Results: High cell-capturing efficiencies, ranging between 82.3±3.2 and 91±2.6, are due to increased contact time between flowing cells and the antibody-functionalized surface of HBCEC-chip (Fig.1E). We observed a linear correlation between the number of spiked and captured cells (R2= 0.98) (Fig.1F). The total number of non-EC cells (i.e. CD45+ and DAPI+ cells) showed an average on-chip purity of 71% for our experiments (Fig.1G-H). More importantly, over 94.2% of captured cells were retrievable from the chip (Fig.1G). Studies with whole rat blood suggest that the number of CECs in PAH rat was greater than in control rats and over a 12-week period the number CECs raised as the disease worsened (Fig.2A-G). Additionally, the number of CECs increased with the increase in mPAP in PAH rats, evidenced by an R2 of 0.97 (Fig.2H-J). The results from healthy and PAH patients suggest that the chips can efficiently isolate and capture CECs from human blood (Fig.3A-B). One of the most striking observations was that the number of CECs in PAH patients were five times greater than that in control subjects, irrespective of the markers used for CEC identification. More importantly, the chips coated with doppel antibody captured CECs only from PAH patients, suggesting that doppel only identifies PAH-ECs, not N-ECs or WBC (Fig.3C).
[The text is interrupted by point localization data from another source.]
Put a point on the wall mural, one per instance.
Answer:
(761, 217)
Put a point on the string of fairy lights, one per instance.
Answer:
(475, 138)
Cell viability was close to 90% after cells were retrieved and cultured (Fig.3F-G). Cultured cells were adherent and proliferative, suggesting that the biology of the cells underwent no major alterations (Fig.3H-I). The green fluorescent signal on the cell surface suggests that the cells were originally stained in the whole blood (Fig.3H-I). The number of CECs counted using a flow cytometric method was consistent with that captured by the chips, suggesting a strong correlation between the two methods (R2= 0.95) (Fig.3D-E). When compared with the CECs from control subjects, CECs from PAH patients had higher levels of expression of ALK1 and lower expression of EphB4, suggesting that the captured CECs of PAH patients originated from diseased pulmonary arteries, not from venous vessels (Fig.3K-L).
Conclusion: Here we have shown a novel approach for capturing CECs using a microfluidic device. This microfluidic device represents a potential bedside testing tool for early diagnosis of PAH and monitoring the therapeutic outcome of PAH patients.